Published online by Cambridge University Press: 23 May 2011
Syncope occurs frequently in adolescents, and is often benign. Potential worrisome syncopal events include those occurring with exertion, concurrent chest pain, dyspnoea or palpitations, and those with focal or diffuse neurologic changes.
A 16-year-old female was referred to our institution for a history of exercise-induced spells. She was diagnosed since the age of 2 years with neurocardiogenic syncope and postural orthostatic tachycardia syndrome. She had been evaluated at multiple institutions, and was followed by pediatric neurology for a diagnosis of migraines. Owing to recurrent worsening symptoms and a syncopal episode requiring resuscitation, an echocardiogram was performed.
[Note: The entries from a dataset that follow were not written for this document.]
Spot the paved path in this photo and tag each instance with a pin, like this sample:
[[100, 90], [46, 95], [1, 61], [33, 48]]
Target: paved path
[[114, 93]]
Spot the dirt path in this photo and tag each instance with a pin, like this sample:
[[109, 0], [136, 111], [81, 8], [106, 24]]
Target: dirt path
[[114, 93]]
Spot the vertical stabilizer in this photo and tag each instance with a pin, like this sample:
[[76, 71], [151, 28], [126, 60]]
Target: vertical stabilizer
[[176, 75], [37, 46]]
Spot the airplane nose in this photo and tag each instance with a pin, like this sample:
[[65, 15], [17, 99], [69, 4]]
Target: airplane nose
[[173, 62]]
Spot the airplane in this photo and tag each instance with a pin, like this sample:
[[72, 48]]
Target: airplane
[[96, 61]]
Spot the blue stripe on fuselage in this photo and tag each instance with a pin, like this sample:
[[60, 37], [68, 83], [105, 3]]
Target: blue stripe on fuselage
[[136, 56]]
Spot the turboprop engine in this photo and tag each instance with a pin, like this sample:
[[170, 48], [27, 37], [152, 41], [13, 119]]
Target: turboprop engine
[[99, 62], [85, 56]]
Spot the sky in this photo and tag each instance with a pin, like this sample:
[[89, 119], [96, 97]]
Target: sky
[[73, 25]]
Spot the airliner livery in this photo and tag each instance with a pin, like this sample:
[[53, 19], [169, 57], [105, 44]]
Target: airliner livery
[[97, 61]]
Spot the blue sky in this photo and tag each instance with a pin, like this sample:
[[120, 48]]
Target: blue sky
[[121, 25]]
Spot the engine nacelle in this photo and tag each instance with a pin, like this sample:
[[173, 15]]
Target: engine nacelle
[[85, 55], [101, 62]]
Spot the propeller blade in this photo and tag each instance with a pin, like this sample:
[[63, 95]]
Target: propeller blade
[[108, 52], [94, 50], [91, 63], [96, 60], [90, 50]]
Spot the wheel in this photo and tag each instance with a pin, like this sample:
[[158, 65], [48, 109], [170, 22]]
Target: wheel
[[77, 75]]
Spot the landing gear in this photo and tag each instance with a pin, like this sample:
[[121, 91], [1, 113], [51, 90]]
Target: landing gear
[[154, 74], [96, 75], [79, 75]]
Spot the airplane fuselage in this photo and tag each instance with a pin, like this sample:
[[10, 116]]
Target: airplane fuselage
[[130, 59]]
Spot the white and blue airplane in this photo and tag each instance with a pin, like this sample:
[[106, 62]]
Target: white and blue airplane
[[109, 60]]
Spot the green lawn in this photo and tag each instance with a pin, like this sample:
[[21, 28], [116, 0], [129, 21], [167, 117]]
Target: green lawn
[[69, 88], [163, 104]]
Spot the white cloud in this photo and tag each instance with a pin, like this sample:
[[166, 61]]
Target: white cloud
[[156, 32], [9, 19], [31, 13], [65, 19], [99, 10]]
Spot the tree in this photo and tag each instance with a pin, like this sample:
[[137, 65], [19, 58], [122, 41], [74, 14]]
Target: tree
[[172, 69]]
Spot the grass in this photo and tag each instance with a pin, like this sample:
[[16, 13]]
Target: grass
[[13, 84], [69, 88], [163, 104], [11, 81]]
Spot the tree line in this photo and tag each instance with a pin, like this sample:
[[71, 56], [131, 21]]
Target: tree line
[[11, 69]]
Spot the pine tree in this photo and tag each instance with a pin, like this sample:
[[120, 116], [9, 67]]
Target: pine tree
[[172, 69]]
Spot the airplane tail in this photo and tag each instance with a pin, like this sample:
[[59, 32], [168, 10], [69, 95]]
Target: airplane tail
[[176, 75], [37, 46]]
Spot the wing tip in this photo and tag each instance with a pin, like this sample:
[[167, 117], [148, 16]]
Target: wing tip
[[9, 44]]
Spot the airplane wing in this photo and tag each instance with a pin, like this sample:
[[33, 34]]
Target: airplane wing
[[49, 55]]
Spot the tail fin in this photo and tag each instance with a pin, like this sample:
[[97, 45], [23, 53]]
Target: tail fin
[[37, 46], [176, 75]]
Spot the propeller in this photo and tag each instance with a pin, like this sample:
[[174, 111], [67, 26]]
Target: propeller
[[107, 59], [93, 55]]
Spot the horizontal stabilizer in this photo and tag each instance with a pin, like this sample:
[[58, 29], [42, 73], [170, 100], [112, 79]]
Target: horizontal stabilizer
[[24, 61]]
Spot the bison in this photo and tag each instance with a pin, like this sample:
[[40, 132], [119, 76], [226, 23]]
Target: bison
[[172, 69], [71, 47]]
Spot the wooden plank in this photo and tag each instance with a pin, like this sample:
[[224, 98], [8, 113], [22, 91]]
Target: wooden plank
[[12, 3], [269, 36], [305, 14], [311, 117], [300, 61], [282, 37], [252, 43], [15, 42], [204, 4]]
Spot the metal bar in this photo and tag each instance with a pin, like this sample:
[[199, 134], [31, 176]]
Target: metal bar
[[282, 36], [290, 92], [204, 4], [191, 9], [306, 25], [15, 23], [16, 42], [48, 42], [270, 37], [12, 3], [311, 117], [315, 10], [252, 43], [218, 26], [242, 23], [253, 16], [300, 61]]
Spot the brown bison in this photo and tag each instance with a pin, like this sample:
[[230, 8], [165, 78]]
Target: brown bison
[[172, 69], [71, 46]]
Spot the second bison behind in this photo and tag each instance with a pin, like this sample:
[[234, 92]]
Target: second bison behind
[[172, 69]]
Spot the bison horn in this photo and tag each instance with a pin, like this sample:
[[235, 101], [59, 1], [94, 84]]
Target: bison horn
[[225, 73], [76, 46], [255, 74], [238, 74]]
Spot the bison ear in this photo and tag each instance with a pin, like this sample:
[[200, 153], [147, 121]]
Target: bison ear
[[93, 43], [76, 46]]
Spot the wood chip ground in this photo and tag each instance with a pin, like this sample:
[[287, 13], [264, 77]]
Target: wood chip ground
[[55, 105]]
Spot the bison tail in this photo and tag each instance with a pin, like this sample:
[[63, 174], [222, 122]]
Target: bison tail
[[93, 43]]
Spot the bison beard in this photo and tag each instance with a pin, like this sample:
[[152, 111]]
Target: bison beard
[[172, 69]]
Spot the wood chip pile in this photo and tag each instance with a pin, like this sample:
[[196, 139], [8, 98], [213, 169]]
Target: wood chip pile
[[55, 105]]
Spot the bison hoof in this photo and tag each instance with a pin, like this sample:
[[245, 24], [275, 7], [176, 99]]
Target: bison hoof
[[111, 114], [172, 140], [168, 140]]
The right coronary was normal, but the left coronary artery ostium could not be identified well. Doppler patterns were suspicious of an abnormal left coronary artery, and computed tomography angiography was performed. This revealed a single coronary artery arising from the right aortic sinus, with the left coronary artery arising from the proximal coronary trunk and coursing through the infundibular septum. This was surgically treated utilising a left internal mammary artery bypass graft to the left anterior descending coronary artery. A year later, she has not experienced any recurrence of syncope, and has returned to athletic activity.
This case highlights the index of suspicion that must be present when evaluating any patient with syncope, both clinically and via echocardiography. A computed tomography angiogram is indicated for better evaluation of coronary artery anatomy when an anomalous coronary cannot be ruled out by echocardiography.